According to Celltech, “GHB has been scheduled by the International Narcotics Control Board (http://www.incb.org) as a schedule 4 drug, and this is also the classification it has received from the European member states.

  “In the UK, GHB represents a Schedule IV part I substance. Written Home Office authority is required to produce, supply or possess Schedule IV Part I drugs. Licenses are required for the import and export of Schedule 4 Part I drugs. Records of the supply and distribution of GHB must be kept and preserved, and also records of destruction must be kept and preserved by the license holder. Schedule IV Part I substances do not require handwritten prescriptions nor are subject to safe custody requirements.

  “Since Xyrem (sodium oxybate) has not yet been submitted to the EMEA for central regulatory review, we do not know whether any additional restrictions to the above will be placed on the product by the EMEA itself, or by the members states. A pan-European license will be granted to Xyrem upon approval of the Marketing Authorization Application.
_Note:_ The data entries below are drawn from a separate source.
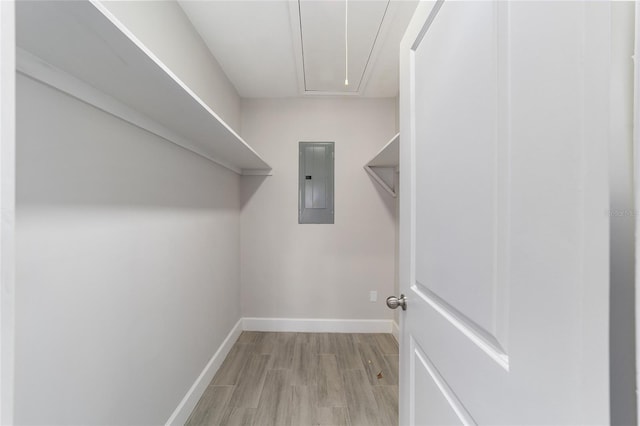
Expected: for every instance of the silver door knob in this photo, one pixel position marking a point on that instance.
(393, 302)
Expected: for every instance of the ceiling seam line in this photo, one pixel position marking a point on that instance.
(304, 70)
(364, 70)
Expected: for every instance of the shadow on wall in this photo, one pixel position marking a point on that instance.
(248, 187)
(64, 162)
(388, 201)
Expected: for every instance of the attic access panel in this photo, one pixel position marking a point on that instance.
(316, 182)
(322, 25)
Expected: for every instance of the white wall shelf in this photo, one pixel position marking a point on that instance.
(81, 49)
(384, 165)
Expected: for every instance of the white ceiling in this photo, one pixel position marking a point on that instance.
(284, 48)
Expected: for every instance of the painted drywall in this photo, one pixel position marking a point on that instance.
(317, 271)
(164, 28)
(7, 207)
(622, 220)
(126, 245)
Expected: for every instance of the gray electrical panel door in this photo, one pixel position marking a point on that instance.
(315, 182)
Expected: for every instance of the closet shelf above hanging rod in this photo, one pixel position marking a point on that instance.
(384, 165)
(81, 49)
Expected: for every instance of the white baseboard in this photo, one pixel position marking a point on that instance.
(188, 403)
(313, 325)
(395, 330)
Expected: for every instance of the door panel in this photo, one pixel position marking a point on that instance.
(503, 236)
(458, 168)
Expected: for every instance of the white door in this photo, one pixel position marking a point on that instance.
(504, 230)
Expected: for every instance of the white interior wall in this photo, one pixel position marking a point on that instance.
(125, 243)
(164, 28)
(622, 222)
(317, 271)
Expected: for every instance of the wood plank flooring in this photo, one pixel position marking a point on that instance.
(303, 379)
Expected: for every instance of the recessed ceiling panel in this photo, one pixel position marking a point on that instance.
(322, 25)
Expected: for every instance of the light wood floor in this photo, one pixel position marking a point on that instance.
(302, 379)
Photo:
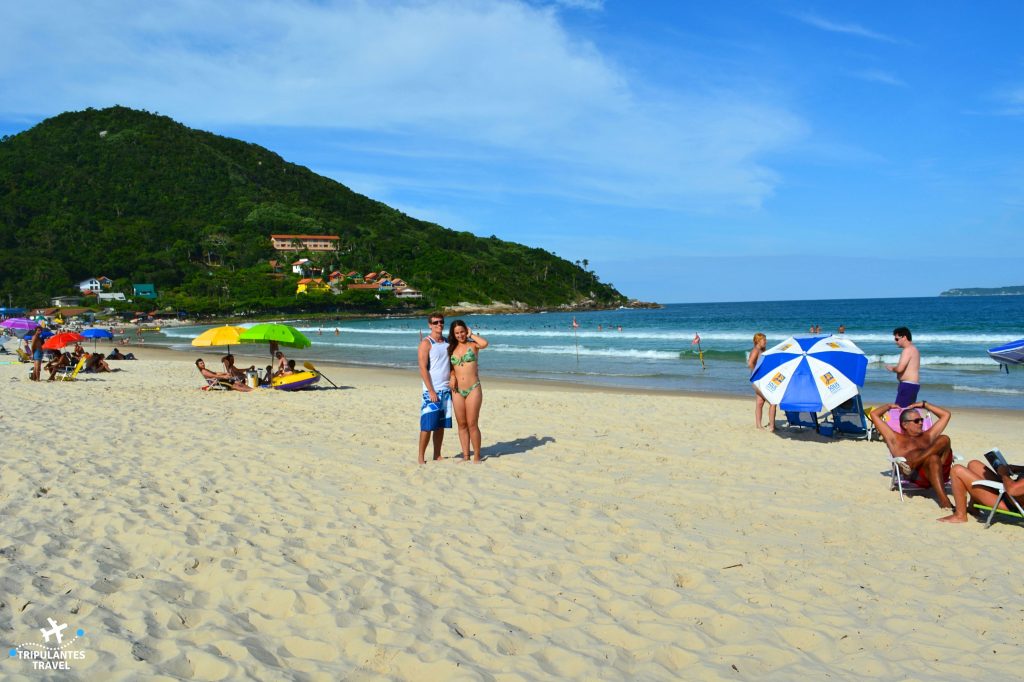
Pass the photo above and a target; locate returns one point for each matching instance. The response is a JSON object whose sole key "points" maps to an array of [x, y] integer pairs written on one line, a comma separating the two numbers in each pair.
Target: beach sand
{"points": [[606, 536]]}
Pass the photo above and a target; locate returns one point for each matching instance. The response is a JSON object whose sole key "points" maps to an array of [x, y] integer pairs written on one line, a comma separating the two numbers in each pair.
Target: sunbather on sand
{"points": [[963, 477], [59, 363], [282, 364], [233, 372], [221, 378], [96, 364], [926, 452]]}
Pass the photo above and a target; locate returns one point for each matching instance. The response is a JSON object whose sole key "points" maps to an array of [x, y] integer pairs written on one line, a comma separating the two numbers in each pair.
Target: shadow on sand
{"points": [[517, 446]]}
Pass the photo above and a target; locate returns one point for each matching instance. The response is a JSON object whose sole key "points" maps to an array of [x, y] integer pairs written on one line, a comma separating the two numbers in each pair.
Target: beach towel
{"points": [[435, 416]]}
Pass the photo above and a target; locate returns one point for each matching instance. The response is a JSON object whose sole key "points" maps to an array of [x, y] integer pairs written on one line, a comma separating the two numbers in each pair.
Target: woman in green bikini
{"points": [[467, 394]]}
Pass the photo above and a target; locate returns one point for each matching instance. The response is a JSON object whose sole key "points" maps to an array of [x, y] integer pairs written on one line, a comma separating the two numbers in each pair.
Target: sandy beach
{"points": [[606, 536]]}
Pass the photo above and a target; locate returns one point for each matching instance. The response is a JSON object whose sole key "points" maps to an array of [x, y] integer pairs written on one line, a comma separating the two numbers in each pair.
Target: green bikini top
{"points": [[469, 356]]}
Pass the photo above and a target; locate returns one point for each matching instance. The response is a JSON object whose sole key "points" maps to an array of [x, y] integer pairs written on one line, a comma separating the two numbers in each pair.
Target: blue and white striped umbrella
{"points": [[810, 374]]}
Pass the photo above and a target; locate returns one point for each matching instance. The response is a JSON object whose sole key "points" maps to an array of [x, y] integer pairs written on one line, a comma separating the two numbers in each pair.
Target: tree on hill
{"points": [[138, 197]]}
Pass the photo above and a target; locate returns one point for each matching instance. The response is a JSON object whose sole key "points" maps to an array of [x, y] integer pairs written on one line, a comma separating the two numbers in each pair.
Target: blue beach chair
{"points": [[848, 420], [802, 420]]}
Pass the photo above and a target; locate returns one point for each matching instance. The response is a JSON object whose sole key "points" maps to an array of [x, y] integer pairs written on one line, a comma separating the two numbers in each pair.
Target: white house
{"points": [[92, 284]]}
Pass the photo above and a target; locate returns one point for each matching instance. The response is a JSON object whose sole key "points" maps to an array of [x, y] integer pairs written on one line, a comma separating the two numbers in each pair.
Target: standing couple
{"points": [[451, 379]]}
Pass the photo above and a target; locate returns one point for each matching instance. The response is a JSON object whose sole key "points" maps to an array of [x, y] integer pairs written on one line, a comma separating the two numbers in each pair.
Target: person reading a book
{"points": [[965, 493], [928, 454]]}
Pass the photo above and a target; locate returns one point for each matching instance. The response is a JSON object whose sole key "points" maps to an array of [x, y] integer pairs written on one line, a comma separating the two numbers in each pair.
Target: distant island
{"points": [[980, 291]]}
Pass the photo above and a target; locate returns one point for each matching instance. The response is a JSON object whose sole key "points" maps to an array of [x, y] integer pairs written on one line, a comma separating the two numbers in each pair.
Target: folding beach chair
{"points": [[802, 420], [214, 385], [848, 420], [1014, 510], [69, 373], [995, 460]]}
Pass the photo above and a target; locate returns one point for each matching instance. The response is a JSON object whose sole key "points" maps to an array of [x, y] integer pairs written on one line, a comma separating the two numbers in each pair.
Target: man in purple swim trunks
{"points": [[908, 369]]}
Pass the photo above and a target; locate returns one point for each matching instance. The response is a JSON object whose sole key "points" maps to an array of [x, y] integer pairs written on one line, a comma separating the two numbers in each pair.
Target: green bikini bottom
{"points": [[465, 393]]}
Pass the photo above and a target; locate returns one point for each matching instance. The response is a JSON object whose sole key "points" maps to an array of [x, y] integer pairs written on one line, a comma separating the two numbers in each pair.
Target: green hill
{"points": [[980, 291], [139, 198]]}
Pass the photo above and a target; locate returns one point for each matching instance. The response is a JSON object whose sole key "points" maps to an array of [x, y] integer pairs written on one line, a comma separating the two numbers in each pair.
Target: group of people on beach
{"points": [[450, 370], [64, 360], [927, 453], [238, 378]]}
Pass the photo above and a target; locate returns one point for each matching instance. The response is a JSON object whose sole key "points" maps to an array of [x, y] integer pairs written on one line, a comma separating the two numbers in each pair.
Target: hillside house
{"points": [[305, 242], [143, 291], [307, 285], [92, 284], [61, 301]]}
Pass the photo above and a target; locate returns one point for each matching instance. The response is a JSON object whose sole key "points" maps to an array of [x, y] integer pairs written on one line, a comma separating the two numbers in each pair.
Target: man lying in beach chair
{"points": [[219, 380], [991, 487], [919, 457]]}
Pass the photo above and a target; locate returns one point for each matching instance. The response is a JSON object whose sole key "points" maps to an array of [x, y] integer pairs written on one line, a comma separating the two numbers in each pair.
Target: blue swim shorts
{"points": [[906, 393], [436, 416]]}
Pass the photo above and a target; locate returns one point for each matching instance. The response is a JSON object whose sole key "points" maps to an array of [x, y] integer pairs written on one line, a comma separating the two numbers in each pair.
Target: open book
{"points": [[995, 460]]}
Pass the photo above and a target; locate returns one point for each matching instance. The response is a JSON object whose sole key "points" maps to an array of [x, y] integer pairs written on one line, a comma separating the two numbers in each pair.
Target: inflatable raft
{"points": [[296, 381]]}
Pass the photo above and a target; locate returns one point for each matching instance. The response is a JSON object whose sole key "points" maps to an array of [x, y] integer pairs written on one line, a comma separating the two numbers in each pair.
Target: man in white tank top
{"points": [[435, 370]]}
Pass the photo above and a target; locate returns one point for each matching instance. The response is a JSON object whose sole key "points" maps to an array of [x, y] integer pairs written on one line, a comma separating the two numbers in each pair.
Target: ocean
{"points": [[652, 349]]}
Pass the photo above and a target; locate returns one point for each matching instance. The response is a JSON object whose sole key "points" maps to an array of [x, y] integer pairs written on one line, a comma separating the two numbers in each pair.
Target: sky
{"points": [[687, 151]]}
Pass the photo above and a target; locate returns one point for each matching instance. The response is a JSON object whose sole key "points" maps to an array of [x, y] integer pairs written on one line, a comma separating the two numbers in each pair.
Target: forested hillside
{"points": [[139, 198]]}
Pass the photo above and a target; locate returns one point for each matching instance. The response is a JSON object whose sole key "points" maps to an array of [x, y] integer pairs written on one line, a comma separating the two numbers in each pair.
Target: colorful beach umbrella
{"points": [[810, 374], [62, 339], [19, 324], [96, 334], [219, 336], [285, 335]]}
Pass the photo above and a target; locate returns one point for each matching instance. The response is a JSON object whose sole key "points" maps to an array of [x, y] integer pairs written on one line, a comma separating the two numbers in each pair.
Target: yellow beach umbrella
{"points": [[219, 336]]}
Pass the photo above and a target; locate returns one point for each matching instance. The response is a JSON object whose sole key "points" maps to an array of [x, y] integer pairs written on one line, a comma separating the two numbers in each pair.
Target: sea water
{"points": [[653, 349]]}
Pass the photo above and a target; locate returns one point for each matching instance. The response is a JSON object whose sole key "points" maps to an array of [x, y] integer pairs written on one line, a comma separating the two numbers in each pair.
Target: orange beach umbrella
{"points": [[219, 336]]}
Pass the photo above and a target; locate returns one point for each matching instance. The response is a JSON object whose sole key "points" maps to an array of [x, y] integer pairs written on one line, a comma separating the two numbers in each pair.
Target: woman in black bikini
{"points": [[467, 394]]}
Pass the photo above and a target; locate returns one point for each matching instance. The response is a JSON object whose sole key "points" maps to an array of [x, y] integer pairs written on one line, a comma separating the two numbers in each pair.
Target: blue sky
{"points": [[688, 151]]}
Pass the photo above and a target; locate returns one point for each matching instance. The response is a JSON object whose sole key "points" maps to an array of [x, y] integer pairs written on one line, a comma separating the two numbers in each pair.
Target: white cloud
{"points": [[590, 5], [875, 76], [848, 29], [458, 76]]}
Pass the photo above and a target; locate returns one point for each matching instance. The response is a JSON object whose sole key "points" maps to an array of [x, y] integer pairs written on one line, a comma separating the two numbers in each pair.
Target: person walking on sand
{"points": [[435, 371], [927, 453], [760, 343], [907, 370], [36, 344], [467, 394]]}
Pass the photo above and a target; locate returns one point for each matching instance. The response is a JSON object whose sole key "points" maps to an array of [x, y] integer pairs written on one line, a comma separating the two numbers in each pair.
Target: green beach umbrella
{"points": [[284, 335]]}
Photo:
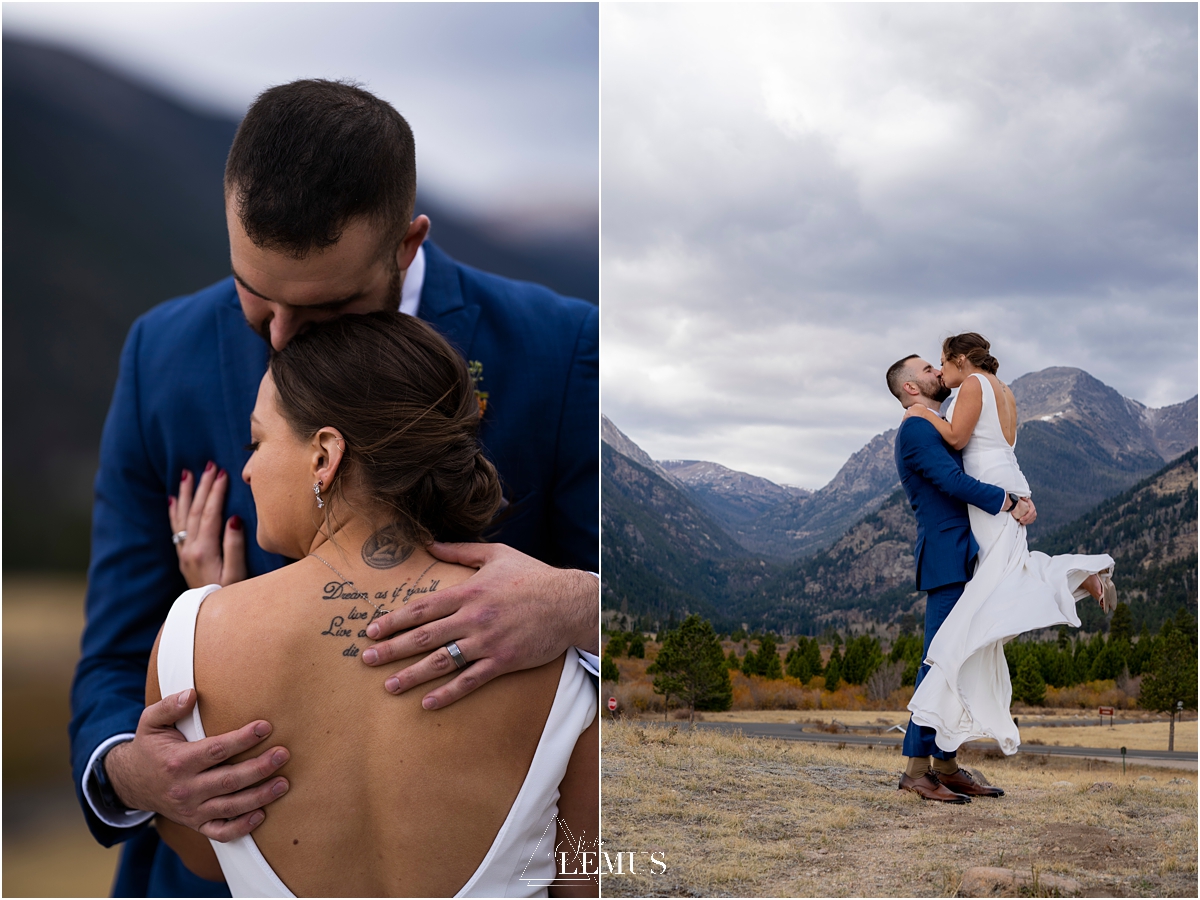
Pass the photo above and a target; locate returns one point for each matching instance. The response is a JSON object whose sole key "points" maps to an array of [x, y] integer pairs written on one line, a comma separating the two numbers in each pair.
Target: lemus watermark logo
{"points": [[580, 859]]}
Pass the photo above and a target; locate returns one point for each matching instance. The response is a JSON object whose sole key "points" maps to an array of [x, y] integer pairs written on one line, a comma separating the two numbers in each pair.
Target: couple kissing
{"points": [[954, 453]]}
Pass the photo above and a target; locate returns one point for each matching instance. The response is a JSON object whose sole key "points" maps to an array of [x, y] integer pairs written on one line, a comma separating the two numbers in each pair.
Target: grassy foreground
{"points": [[759, 817]]}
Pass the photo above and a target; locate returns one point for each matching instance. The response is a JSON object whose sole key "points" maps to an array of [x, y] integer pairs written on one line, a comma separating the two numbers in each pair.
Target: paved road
{"points": [[787, 731]]}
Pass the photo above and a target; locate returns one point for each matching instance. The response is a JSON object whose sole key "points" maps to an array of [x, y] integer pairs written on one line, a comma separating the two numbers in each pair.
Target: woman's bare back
{"points": [[385, 798], [1006, 407]]}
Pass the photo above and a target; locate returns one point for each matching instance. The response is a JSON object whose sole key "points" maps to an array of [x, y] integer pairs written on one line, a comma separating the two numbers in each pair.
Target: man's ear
{"points": [[418, 231], [328, 451]]}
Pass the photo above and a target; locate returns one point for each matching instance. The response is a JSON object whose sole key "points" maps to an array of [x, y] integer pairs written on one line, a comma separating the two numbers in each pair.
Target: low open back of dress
{"points": [[521, 859]]}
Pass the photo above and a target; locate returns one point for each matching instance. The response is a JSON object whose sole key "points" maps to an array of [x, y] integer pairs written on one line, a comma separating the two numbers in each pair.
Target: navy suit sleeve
{"points": [[132, 580], [575, 514], [925, 453]]}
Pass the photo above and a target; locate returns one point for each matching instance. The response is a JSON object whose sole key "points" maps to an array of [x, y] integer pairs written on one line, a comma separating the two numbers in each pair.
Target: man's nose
{"points": [[285, 325]]}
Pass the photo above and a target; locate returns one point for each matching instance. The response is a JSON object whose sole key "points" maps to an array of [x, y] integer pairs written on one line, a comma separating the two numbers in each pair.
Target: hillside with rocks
{"points": [[1078, 442], [732, 498], [664, 553]]}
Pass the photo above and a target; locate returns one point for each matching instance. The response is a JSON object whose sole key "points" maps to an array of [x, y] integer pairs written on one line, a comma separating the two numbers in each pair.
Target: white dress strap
{"points": [[245, 868]]}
As National legislation controlling the supply and distribution of controlled substances varies, the European Commission may apply some standard measures, but as Xyrem represents the first Controlled substance to be reviewed via the Centralized Procedure, it is not possible to predict whether National levels of control will be considered adequate.

  “GHB was assigned a Schedule IV substance by the 32nd WHO Expert Committee on Drug dependence, and thus the National levels of control applicable to Schedule IV substances will apply.”

– E-mail from Elanor Hunt, Business Development Manager, Celltech Pharmaceuticals, to Ariel Neuman, Student, Harvard Law School (Mar. 15, 2004, 17:13:11 GMT) (on file with author).